A company that claims to cut 90% of the costs of companies' online media has just raised £3.7m in a second funding round.
Startup Amplience, a Rich Adaptive Media Platform (RAMP), has seen a successful past 12 months, counting new customers in Mamas & Papas, New Look, Morrisons, Tesco, DFS and House of Fraser, all of which are running its platform.
The company cuts down on the overheads such companies are charged by media firms to create and manage their websites by putting all the software needed to run it on the cloud, paid for on a subscription-basis.
CEO James Brooke explains it was not until the growth of broadband in 2008 that the technology was available to make his startup idea a reality.
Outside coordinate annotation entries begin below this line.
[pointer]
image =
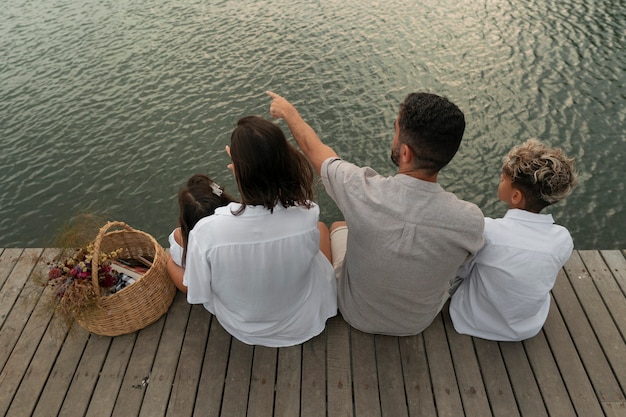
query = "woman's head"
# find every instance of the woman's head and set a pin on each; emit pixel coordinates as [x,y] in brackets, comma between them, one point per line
[197,199]
[269,170]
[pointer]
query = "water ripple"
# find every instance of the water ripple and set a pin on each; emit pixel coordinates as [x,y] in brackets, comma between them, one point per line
[109,107]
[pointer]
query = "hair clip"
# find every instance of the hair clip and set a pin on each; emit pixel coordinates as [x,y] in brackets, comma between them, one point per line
[217,190]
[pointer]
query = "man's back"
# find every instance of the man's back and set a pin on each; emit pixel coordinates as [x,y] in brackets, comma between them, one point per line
[407,238]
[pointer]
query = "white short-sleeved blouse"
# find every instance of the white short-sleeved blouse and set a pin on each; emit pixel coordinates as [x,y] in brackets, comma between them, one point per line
[262,274]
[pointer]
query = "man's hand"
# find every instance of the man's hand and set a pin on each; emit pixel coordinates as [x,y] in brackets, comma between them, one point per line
[279,107]
[308,141]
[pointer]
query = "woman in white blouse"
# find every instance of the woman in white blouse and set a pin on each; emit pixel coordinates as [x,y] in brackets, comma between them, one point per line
[257,265]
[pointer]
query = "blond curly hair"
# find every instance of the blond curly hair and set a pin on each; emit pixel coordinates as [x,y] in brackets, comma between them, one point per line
[544,175]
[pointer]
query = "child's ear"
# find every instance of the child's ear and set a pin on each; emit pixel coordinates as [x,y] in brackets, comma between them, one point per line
[517,198]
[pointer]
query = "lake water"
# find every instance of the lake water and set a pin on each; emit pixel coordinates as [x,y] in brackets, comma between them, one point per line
[108,107]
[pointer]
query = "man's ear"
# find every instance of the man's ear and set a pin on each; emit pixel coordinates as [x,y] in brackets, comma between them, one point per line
[406,154]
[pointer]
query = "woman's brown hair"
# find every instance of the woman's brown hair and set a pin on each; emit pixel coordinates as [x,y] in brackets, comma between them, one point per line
[269,170]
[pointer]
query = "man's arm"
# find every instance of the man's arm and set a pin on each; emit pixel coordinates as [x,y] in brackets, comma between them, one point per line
[307,139]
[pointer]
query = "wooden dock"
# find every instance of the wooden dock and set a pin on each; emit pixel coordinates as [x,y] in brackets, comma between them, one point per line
[185,364]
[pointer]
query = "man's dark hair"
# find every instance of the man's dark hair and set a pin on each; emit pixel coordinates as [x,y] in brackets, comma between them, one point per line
[269,170]
[432,126]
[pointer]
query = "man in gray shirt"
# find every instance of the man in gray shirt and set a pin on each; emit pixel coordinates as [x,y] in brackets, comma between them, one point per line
[407,235]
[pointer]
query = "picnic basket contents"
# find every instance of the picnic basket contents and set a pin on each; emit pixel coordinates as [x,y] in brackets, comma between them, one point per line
[116,285]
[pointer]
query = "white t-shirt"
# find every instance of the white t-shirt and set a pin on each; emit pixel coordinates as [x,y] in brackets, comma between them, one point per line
[505,293]
[262,274]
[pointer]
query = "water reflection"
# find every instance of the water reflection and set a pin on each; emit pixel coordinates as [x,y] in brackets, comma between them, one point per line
[110,107]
He says: "You used to need agencies to build your content and every time you wanted to optimize them you had to pay a substantial amount of money and it always took a long time. It was £50,000 and upwards for flash content and bespoke design.
"That's really where we saw a great opportunity to give companies the tools that they needed to really start to engage the audiences they were trying to address."
Amplience's software proved popular and the firm gained customers in Shell, & Spencer, Waitrose, and Halfords.
The RAMP technology allows companies to create stylish and attractive websites for consumers, with zoom and rotate functions for pictures and sales campaigns.
Brooke's company also enables companies to create content which then operates to the same high standards on tablets, mobiles and even smart TVs.
"Brands are able to reach consumers directly this way and it creates a very sophisticated and strong relationship to manage more and more devices all the time," Brooke says.
"It doesn't matter what medium it is viewed on because the technology ensures you get rich and responsive rendering on any platform.
"We democratise the process. Companies suddenly feel they're back in control of a process that has been obscured in jargon and complex terms."
He believes the advantages of cloud are manifold, particularly its potential for scalability, and claims that despite being a multi-tenanted environment - Amplience can support thousands of users at a time - latency is not an issue.
He adds: "Increasingly all the retailers integral applications are migrating into the cloud so it makes sense to base our software there too. It also means you can trial new capabilities in new channels at a much lower cost.
"We use cloud-based systems for everything we do. Before, we'd have to go through a lengthy and expensive process to build a business case but now we can do the whole thing in an afternoon on the cloud."
One of the things Amplience might soon be trialing on the cloud could be a CRM system. While the firm currently is "just an interface into a retailer's system", Brooke wants it to start including CRM as part of its services.
"We think we can integrate CRM into our own platform," he confirms. "Hopefully we can do it in a much more engaging way.
"The website must be about you the individual, not just generic. Retailers need to be able to communicate with you in a one-to-oneway.
"Retailers didn't care about CRM until they had a database telling them things like what their customers purchased, all of a sudden it's their best asset."
One of the ways Brooke is looking to do this is by enabling brands to copy over the content they create using Amplience software into their social media channels.
"Increasingly it's all about funneling those channels into one channel in the right way," he says.
For now, Amplience is hoping to expand into the US, and has a team out there as it concentrates funding across the pond.
"We're investing heavily in getting the operation up and running," Brooke adds.